Can I run InternLM 2.5 7B on a Mac?

Yes, you can run InternLM 2.5 7B on a Mac, but ensure your Mac has a compatible GPU with at least 4.9 GB of VRAM for optimal performance.

How much VRAM does InternLM 2.5 7B need?

InternLM 2.5 7B requires between 4.9 GB and 8.2 GB of VRAM, depending on the quantization level used.

Is InternLM 2.5 7B censored?

InternLM 2.5 7B is not inherently censored, but its responses can be moderated through configuration settings to filter out inappropriate content.

Is InternLM 2.5 7B commercial-use allowed?

Yes, InternLM 2.5 7B is licensed under Apache-2.0, which allows for commercial use as long as you comply with the license terms.

InternLM 2.5 7B context length?

InternLM 2.5 7B supports a context length of 32,768 tokens, allowing for long and complex inputs.

Does InternLM 2.5 7B support function calling?

Yes, InternLM 2.5 7B supports function calling, enabling it to interact with external tools and APIs effectively.

InternLM 2.5 7B quantization options?

InternLM 2.5 7B offers multiple quantization options, including 4-bit, 8-bit, and full precision, to balance performance and resource usage.

Can InternLM 2.5 7B run on CPU?

While InternLM 2.5 7B can run on a CPU, it will be significantly slower compared to running on a GPU. Consider using a GPU for better performance.

InternLM 2.5 7B fine-tuning?

Yes, InternLM 2.5 7B can be fine-tuned on your own data to improve its performance on specific tasks or domains.

InternLM 2.5 7B system requirements?

To run InternLM 2.5 7B, you need a system with at least 4.9 GB of VRAM, 16 GB of RAM, and a multi-core CPU. A high-performance GPU is strongly recommended.

InternLM 2.5 7B performance benchmark?

InternLM 2.5 7B can process around 100-200 tokens per second on a high-end GPU like the RTX 3090, depending on the quantization level and batch size.

InternLM 2.5 7B for RAG?

Yes, InternLM 2.5 7B is suitable for Retrieval-Augmented Generation (RAG) tasks, leveraging its strong context handling and function calling capabilities.

InternLM 2.5 7B for agents?

InternLM 2.5 7B can be used to create intelligent agents due to its proficiency in tool use and math, making it ideal for tasks requiring interaction with external systems.

InternLM 2.5 7B for coding vs general?

InternLM 2.5 7B is particularly strong in coding tasks due to its tool use and math capabilities, but it also performs well in general language understanding and generation.

InternLM 2.5 7B vs ChatGPT?

InternLM 2.5 7B is a 7.7B parameter model with strong tool use and math capabilities, while ChatGPT is a larger, more general-purpose model. Choose based on your specific needs for task-specific performance or broad language understanding.
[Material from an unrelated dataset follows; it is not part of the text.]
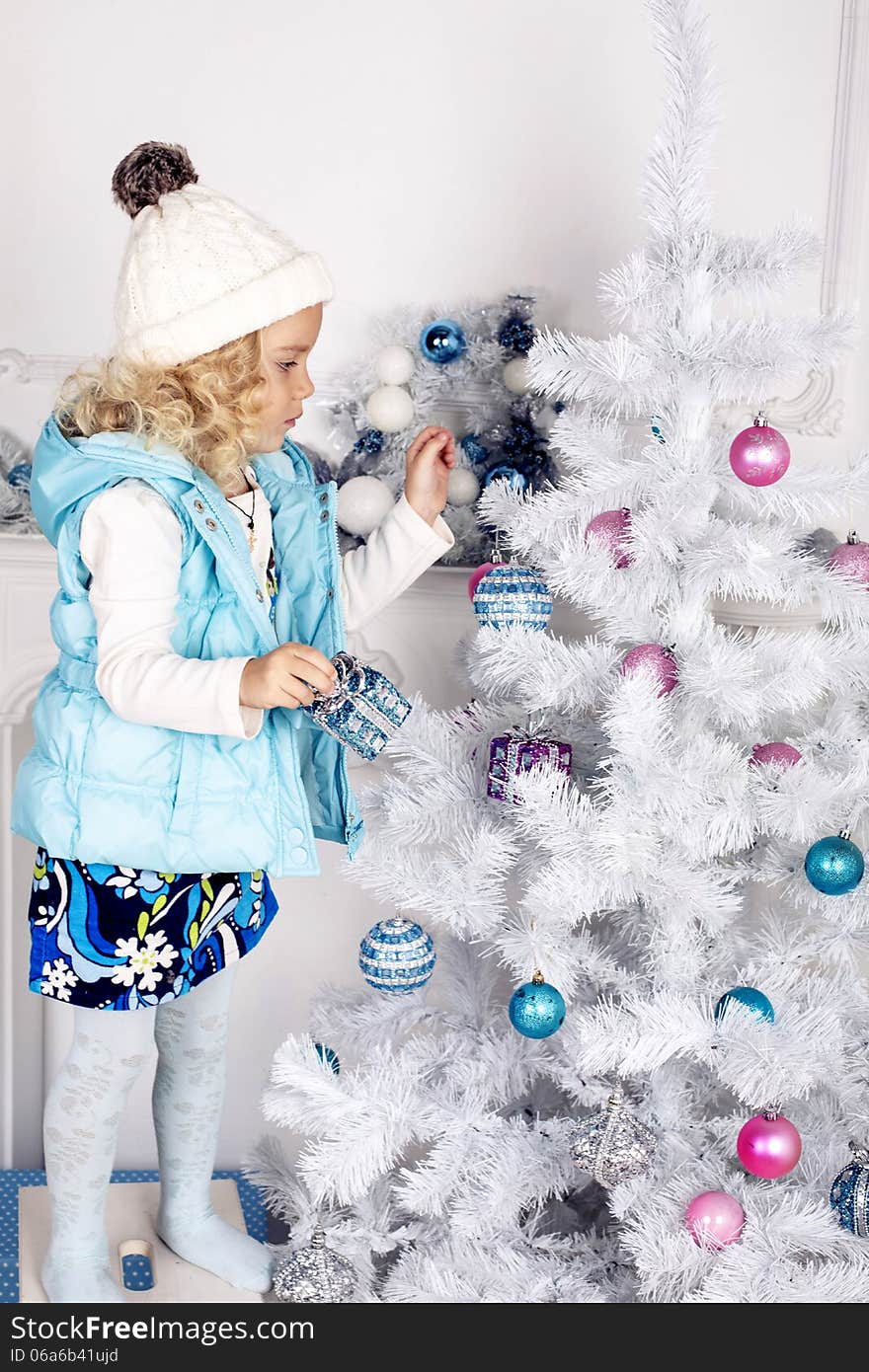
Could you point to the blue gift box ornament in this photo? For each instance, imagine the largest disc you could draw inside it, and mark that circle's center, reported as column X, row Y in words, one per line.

InternLM 2.5 7B download size?

The download size for InternLM 2.5 7B varies depending on the quantization level, ranging from approximately 4 GB for 4-bit quantization to 16 GB for full precision.

Best quant for InternLM 2.5 7B?

The best quantization level for InternLM 2.5 7B depends on your hardware and performance needs. 8-bit quantization offers a good balance between speed and accuracy, while 4-bit is more resource-efficient.